As principais regras europeias incidem sobre duas variáveis interligadas: o défice e a dívida do Estado. Aqui tomo o Estado em sentido amplo, abrangendo todas as administrações públicas e equiparáveis. Se simplificarmos as regras, poderemos entrever cinco palavras-chave em redor daquelas variáveis. São elas: PIB; equilíbrio; excessivo; gradualismo; estrutural. O relativizador é o PIB, ele aparece sistematicamente a dividir os indicadores (rácios). A regra do equilíbrio orçamental impõe que o défice total não seja pior do que 0,5% do PIB. O qualificativo excessivo ocorre quando o défice total ultrapassa 3% do PIB; ou, aceitemos o uso extensivo da palavra, quando a dívida ultrapassa 60% do PIB. O gradualismo caracteriza o ritmo de aproximação anual às regras do défice e da dívida, salvo se houver um programa troikiano de intervenção, que acelere tudo. O conceito estrutural requer que, nas citadas regras do défice, assim as interpreto, este seja recalculado sem os efeitos do ciclo económico (recessão, expansão, etc.) e de medidas pontuais. Requer ainda que, havendo desvios estruturais às regras, as políticas contra os desvios sejam, elas também, estruturais, permanentes, irreversíveis, muito mais do que meramente conjunturais ou intercalares. Assim deve ser balizado o caminho de umas finanças desregradas para umas finanças regradas.
A dinâmica da dívida...
O saldo público primário, que se distingue do saldo total por não incluir os juros, é um ponto nevrálgico das finanças. Aí desaguam os efeitos e defeitos das medidas conjunturais. Desagua, sobretudo, a inexistente reforma estrutural do Estado. Como diz Alberto Castro, o saldo primário é um eufemismo da reforma do Estado. Juntando-lhe o crescimento nominal do PIB e a taxa média de juro "implícita" de toda a dívida pública, obtemos os ingredientes da chamada equação da dinâmica da dívida, que comanda matematicamente o andamento crescente ou decrescente do rácio "dívida pública/PIB". Pois o Presidente vai ao ponto de concretizar, no prefácio, valores desta equação. O quadro inclui esse cenário do Presidente e um cenário do primeiro-ministro, bem como um cenário meu, acompanhado de gráfico. A "renegociação honrada" que proponho, conforme vimos no artigo anterior, subjaz à taxa de juro de 3%.

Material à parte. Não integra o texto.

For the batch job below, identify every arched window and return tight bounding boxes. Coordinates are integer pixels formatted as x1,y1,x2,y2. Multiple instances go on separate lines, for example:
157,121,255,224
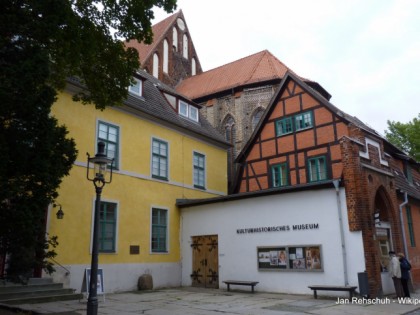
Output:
224,115,236,181
163,39,169,73
191,58,197,75
153,53,159,79
251,108,264,131
172,27,178,51
182,34,188,59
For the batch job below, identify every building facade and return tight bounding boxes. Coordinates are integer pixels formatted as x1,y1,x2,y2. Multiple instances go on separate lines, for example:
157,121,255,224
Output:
47,71,229,292
125,10,203,87
179,72,420,296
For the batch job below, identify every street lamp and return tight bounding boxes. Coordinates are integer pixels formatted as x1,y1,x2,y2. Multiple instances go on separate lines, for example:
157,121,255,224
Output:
86,142,114,315
53,204,64,220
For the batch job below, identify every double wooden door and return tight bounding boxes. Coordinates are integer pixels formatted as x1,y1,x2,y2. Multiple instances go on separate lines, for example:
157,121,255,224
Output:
191,235,219,289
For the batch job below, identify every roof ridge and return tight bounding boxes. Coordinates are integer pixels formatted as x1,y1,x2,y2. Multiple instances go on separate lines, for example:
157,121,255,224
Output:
144,9,182,60
245,49,268,82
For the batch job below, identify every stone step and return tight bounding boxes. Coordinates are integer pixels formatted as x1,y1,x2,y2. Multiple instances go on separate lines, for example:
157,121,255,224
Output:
0,293,83,305
0,283,63,294
0,289,74,302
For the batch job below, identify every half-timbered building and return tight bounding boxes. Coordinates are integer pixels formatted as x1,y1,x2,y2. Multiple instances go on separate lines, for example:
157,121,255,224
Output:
178,72,420,296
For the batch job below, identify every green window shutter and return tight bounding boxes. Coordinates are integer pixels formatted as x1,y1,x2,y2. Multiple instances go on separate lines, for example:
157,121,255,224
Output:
99,202,117,253
276,117,293,137
97,121,120,169
308,156,327,182
151,208,168,253
295,112,313,131
152,139,168,180
193,152,206,189
271,163,288,187
405,205,416,247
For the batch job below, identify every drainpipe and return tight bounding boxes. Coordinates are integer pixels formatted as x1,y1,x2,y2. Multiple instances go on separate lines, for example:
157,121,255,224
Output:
400,192,409,260
333,179,349,285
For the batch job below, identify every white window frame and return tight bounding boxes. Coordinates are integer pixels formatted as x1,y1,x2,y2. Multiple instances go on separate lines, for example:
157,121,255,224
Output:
149,205,170,255
192,151,207,189
128,78,143,96
89,198,120,255
178,100,199,122
95,119,122,170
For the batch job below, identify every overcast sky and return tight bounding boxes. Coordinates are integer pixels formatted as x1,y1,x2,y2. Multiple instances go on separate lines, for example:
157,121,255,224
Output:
154,0,420,134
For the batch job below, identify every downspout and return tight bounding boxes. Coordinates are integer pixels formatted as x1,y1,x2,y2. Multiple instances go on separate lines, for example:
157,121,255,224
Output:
400,192,409,260
333,179,349,285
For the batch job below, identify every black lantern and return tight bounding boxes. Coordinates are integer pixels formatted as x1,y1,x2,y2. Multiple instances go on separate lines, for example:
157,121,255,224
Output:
54,204,64,220
86,142,114,315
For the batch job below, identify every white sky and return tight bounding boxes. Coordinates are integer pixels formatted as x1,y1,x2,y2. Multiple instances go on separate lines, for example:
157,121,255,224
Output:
154,0,420,134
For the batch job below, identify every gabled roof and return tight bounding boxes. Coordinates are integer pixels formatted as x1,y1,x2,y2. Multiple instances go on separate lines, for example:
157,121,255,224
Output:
176,50,331,99
125,10,184,64
68,70,231,149
236,71,402,161
234,72,420,200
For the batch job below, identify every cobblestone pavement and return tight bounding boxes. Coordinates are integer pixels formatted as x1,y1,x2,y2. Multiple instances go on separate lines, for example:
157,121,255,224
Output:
0,288,420,315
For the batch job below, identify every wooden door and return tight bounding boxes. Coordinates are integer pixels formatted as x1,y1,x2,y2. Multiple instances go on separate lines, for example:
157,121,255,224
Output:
191,235,219,288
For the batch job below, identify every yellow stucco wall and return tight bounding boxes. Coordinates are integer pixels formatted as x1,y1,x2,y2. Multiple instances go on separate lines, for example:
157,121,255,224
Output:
48,93,227,265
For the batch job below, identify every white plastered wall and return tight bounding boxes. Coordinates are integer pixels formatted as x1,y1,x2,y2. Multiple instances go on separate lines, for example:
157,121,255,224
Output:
181,188,365,295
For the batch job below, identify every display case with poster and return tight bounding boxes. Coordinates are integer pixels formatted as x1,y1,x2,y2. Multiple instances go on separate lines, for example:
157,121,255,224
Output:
257,245,323,271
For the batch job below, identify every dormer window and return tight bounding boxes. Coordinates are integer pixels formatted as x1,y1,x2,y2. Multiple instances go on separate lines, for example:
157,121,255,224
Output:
128,78,143,96
178,100,198,122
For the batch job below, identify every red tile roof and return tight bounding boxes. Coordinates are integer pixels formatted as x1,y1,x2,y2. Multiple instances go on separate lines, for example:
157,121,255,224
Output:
125,10,182,63
176,50,310,99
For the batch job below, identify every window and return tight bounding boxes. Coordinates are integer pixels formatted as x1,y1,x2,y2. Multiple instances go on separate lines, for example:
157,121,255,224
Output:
172,27,178,51
308,156,327,182
194,152,206,189
97,121,119,169
271,163,288,187
251,108,264,131
295,112,312,131
404,162,413,184
163,39,169,73
153,54,159,79
188,105,198,121
182,34,188,59
178,100,198,122
99,201,117,253
151,208,168,253
152,139,168,180
405,206,416,247
128,78,143,96
191,58,197,75
276,117,293,136
179,101,188,117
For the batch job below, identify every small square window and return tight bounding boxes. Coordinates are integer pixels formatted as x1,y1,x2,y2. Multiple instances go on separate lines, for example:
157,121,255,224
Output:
189,105,198,121
295,112,312,131
271,163,288,187
178,101,188,117
128,78,143,96
308,156,327,182
276,117,293,137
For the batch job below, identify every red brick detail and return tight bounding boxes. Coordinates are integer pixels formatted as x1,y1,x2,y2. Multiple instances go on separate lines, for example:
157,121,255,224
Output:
284,95,300,115
296,129,315,150
316,125,335,145
246,144,261,161
314,107,333,126
261,122,275,140
269,101,284,120
308,147,328,157
302,93,319,110
277,135,295,154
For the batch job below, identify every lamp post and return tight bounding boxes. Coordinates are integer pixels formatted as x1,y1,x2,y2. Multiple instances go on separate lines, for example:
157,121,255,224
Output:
86,142,114,315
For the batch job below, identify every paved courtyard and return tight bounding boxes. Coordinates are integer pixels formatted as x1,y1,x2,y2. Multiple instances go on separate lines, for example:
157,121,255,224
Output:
0,288,420,315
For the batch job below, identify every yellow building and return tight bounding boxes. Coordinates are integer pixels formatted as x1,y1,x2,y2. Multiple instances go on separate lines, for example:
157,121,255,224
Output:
47,72,229,292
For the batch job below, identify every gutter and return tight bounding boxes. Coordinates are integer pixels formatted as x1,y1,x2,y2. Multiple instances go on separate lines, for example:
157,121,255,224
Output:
399,191,409,260
333,179,349,285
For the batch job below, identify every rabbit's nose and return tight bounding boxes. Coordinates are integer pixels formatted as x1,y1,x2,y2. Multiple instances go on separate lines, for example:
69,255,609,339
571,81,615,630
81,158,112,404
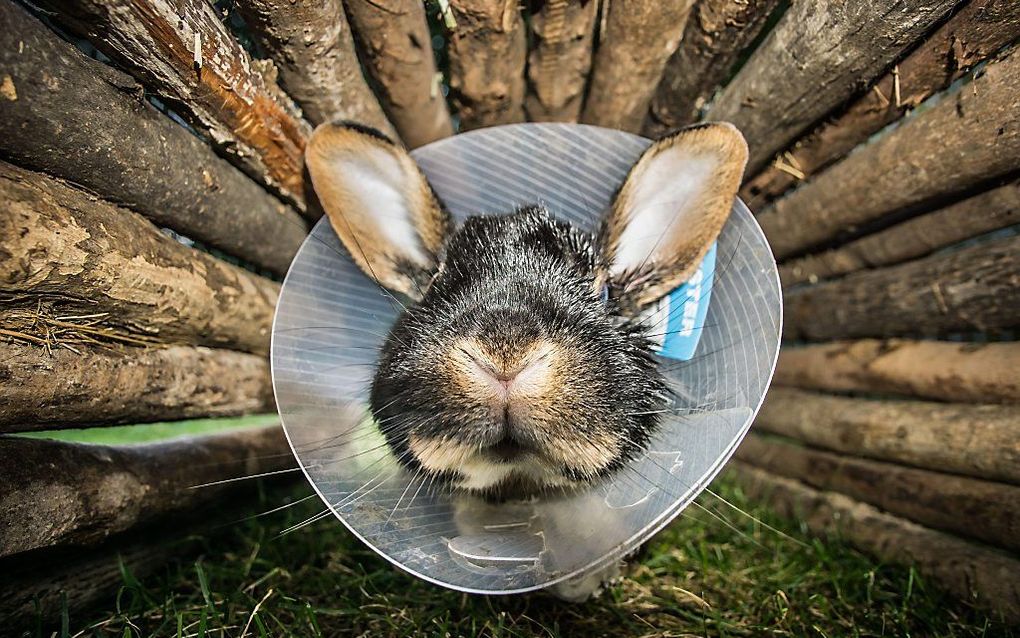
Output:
452,343,555,401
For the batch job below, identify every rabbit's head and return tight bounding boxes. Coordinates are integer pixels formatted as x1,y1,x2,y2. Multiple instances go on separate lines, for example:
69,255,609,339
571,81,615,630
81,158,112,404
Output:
306,124,747,493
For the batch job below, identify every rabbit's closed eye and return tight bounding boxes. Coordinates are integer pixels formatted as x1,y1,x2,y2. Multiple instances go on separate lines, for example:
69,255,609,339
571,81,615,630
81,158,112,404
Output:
307,125,747,493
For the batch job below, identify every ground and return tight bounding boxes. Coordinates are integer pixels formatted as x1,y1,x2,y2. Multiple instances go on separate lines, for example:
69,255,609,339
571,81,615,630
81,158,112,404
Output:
39,445,1015,638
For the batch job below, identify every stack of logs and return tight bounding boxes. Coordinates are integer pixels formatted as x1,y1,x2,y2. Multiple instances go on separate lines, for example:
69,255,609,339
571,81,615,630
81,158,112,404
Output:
0,0,1020,622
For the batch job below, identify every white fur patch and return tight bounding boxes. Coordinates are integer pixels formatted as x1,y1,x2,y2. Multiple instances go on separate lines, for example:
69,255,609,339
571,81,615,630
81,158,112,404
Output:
610,153,720,277
337,148,428,263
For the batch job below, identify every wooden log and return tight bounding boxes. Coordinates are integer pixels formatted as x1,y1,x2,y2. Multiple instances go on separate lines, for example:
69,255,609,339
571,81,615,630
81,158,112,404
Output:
706,0,959,176
0,162,279,354
741,0,1020,210
783,236,1020,341
39,0,315,211
732,461,1020,622
524,0,599,121
755,387,1020,485
642,0,779,138
773,339,1020,403
0,526,201,636
0,2,305,275
235,0,397,138
736,432,1020,550
581,0,694,133
779,181,1020,286
758,44,1020,259
0,341,275,433
447,0,527,131
344,0,453,148
0,426,295,556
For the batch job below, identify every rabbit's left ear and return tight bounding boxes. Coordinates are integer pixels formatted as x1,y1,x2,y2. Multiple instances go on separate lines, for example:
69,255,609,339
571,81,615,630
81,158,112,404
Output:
599,122,748,307
305,122,452,299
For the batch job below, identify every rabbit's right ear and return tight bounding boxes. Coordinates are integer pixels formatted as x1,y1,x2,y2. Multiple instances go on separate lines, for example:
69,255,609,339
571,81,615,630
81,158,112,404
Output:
305,122,451,299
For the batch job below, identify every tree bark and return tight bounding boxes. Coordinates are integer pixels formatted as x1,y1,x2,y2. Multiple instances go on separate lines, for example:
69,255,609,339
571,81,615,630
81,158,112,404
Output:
0,2,306,275
783,236,1020,341
643,0,779,137
0,426,295,556
733,462,1020,622
0,526,198,636
524,0,599,121
236,0,397,138
736,433,1020,551
344,0,453,148
41,0,315,217
774,339,1020,403
779,181,1020,287
447,0,527,131
755,388,1020,485
741,0,1020,210
0,342,275,433
0,162,279,354
581,0,694,133
758,45,1020,259
707,0,959,176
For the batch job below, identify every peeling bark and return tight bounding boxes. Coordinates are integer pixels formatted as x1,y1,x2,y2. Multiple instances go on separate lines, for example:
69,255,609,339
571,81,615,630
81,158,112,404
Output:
0,2,305,275
706,0,959,176
733,462,1020,622
758,44,1020,259
448,0,527,131
0,426,295,556
736,432,1020,550
741,0,1020,210
524,0,599,121
344,0,453,148
581,0,694,133
235,0,396,137
774,339,1020,403
783,236,1020,341
0,340,275,433
643,0,779,137
779,181,1020,286
0,162,279,354
755,387,1020,485
40,0,316,211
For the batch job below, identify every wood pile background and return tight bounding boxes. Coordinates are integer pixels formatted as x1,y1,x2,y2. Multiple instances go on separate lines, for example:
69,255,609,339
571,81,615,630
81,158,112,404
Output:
0,0,1020,623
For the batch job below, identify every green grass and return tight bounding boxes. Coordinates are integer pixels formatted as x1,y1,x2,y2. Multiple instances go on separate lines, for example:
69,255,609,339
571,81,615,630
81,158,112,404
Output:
53,478,1012,638
18,413,279,445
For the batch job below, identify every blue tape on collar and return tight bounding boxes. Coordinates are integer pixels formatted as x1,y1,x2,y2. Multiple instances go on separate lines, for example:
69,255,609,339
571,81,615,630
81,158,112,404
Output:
645,243,716,361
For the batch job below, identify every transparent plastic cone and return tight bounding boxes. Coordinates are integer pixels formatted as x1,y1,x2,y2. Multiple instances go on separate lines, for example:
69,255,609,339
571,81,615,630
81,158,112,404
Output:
271,124,781,593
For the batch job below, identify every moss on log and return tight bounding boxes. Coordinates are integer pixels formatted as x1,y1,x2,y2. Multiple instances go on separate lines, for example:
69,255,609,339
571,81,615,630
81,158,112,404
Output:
755,387,1020,485
0,2,305,275
643,0,779,137
0,341,275,433
733,462,1020,622
344,0,453,148
779,181,1020,286
0,162,279,354
758,45,1020,259
0,426,295,556
40,0,315,211
774,339,1020,403
447,0,527,131
235,0,396,137
741,0,1020,210
524,0,599,121
707,0,959,175
581,0,694,133
736,433,1020,551
783,236,1020,341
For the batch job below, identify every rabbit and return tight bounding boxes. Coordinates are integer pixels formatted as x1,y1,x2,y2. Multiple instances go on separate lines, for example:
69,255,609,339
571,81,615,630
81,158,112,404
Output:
305,121,748,499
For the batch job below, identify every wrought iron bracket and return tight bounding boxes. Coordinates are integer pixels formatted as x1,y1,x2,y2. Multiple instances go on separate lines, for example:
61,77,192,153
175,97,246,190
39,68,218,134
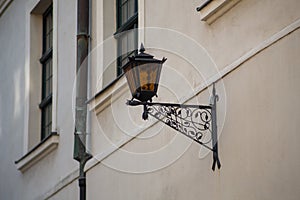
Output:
127,86,221,171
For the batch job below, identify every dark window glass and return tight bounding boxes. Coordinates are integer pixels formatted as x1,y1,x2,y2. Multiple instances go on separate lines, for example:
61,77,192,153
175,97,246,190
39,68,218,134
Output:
116,0,138,75
40,5,53,140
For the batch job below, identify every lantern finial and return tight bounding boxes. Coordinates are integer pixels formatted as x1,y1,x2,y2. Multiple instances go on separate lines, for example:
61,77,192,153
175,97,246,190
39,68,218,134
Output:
140,43,145,53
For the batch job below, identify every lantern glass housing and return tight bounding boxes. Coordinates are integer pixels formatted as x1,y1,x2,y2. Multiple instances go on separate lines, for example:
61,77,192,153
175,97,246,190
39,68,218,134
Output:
123,44,167,102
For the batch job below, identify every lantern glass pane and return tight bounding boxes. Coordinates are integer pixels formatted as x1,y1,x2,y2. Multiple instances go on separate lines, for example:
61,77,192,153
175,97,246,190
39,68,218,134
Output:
139,63,161,92
124,63,139,96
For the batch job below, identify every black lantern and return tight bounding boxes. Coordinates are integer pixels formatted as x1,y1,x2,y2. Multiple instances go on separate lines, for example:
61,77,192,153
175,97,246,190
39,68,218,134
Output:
123,44,221,170
123,44,167,102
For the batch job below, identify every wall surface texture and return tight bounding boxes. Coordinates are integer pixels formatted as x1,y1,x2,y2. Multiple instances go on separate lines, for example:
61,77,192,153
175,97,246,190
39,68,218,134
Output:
0,0,300,200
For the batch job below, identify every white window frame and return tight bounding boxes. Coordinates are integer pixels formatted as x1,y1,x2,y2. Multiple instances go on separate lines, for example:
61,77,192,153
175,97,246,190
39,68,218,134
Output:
15,0,59,172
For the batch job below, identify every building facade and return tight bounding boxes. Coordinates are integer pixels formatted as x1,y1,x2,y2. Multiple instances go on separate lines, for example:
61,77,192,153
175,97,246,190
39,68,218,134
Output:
0,0,300,200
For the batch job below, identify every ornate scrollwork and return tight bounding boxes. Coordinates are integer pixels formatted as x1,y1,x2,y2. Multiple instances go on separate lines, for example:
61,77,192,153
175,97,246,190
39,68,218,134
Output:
127,84,221,170
146,103,212,150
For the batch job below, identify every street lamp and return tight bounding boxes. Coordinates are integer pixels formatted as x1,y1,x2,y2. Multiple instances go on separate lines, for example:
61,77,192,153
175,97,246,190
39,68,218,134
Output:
123,44,221,170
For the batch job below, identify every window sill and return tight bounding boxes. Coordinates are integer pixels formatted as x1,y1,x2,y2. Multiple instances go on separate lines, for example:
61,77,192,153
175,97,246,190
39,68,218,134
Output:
197,0,240,24
15,133,59,173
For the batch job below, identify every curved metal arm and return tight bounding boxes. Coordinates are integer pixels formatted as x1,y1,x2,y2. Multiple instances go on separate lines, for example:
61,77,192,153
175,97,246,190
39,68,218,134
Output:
127,84,221,170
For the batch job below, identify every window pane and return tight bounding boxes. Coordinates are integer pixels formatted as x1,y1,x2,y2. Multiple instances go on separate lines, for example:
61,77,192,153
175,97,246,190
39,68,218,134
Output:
128,0,135,18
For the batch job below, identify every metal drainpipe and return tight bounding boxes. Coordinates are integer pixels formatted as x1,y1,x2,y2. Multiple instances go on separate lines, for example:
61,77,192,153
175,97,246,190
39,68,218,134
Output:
73,0,92,200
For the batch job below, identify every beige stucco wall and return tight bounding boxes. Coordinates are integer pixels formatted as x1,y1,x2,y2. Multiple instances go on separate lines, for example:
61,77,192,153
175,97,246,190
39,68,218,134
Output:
87,0,300,199
0,0,300,200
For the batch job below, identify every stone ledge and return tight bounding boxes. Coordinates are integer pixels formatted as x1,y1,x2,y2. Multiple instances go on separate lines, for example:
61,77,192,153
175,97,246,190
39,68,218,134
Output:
15,133,59,173
197,0,240,24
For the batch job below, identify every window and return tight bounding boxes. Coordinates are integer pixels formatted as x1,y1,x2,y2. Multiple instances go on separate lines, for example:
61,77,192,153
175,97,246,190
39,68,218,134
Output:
39,5,53,140
115,0,138,76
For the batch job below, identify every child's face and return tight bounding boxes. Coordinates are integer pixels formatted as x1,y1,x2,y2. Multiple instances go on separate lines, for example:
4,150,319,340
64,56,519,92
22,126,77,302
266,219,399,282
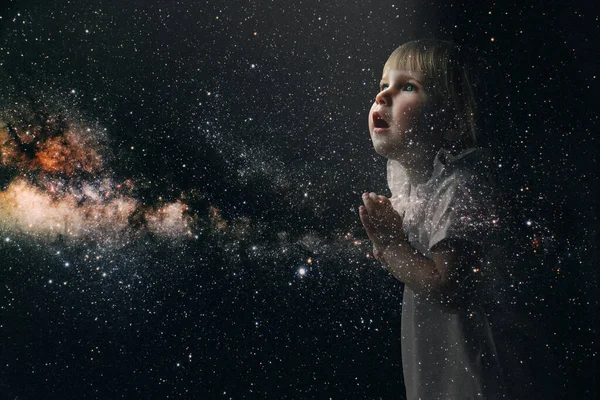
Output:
369,69,438,161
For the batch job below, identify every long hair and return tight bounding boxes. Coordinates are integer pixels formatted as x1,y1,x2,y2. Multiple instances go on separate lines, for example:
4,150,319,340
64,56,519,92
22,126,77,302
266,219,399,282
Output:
383,39,479,147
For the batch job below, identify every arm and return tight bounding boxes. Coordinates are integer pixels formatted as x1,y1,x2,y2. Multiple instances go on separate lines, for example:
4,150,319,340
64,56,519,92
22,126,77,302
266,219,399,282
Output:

E entre nós, o Estado regrou-se?
Não, estruturalmente não se regrou. O Reformador não seguiu, ou ainda não seguiu, por esse caminho. O que foi feito pelo Governo tem muito de transitório. Os cortes da despesa pública, ou os agravamentos da carga fiscal e parafiscal, têm sido anunciados e aplicados, em grande parte, como políticas passageiras e reversíveis. Claro está que um observador destas coisas poderá pôr a hipótese de reserva mental do Reformador: as medidas mais impopulares, por vezes mais injustas, seriam tomadas e juradas pelo Reformador como intercalares, com o fito porém de as arrastar no tempo para depois as virar definitivas. É uma prefiguração perversa, que pessoalmente rejeito e nem acho plausível. Todavia, restarão dúvidas legítimas, como as que indico de seguida. Por que razão escassearam até agora as medidas estruturais regrantes, em quase três anos tão propiciadores do autêntico reformismo do Estado, em plena maioria parlamentar e em pleno pretexto troikiano? O que foi que amedrontou o Reformador no campo das medidas estruturais e o espevitou no campo das medidas conjunturais? Como foi possível que ficasse por realizar a reconceituação estrutural das funções do Estado e a reconversão estrutural dos regimes públicos, quando há muito se sabe que o Estado não tem, perigosamente não tem, condições estruturais de sustentabilidade? O que terá congeminado o Reformador quando, de mãos quase vazias, consentiu que parolamente nos exibissem um esquema, um esquisso, um guião, de uma futura eventual reforma do Estado?
Por conseguinte, e a meu ver, fez bem o Presidente ao prefaciar um livro institucional com a questão estrutural das finanças regradas. A questão é de políticos muito mais do que de tecnocratas.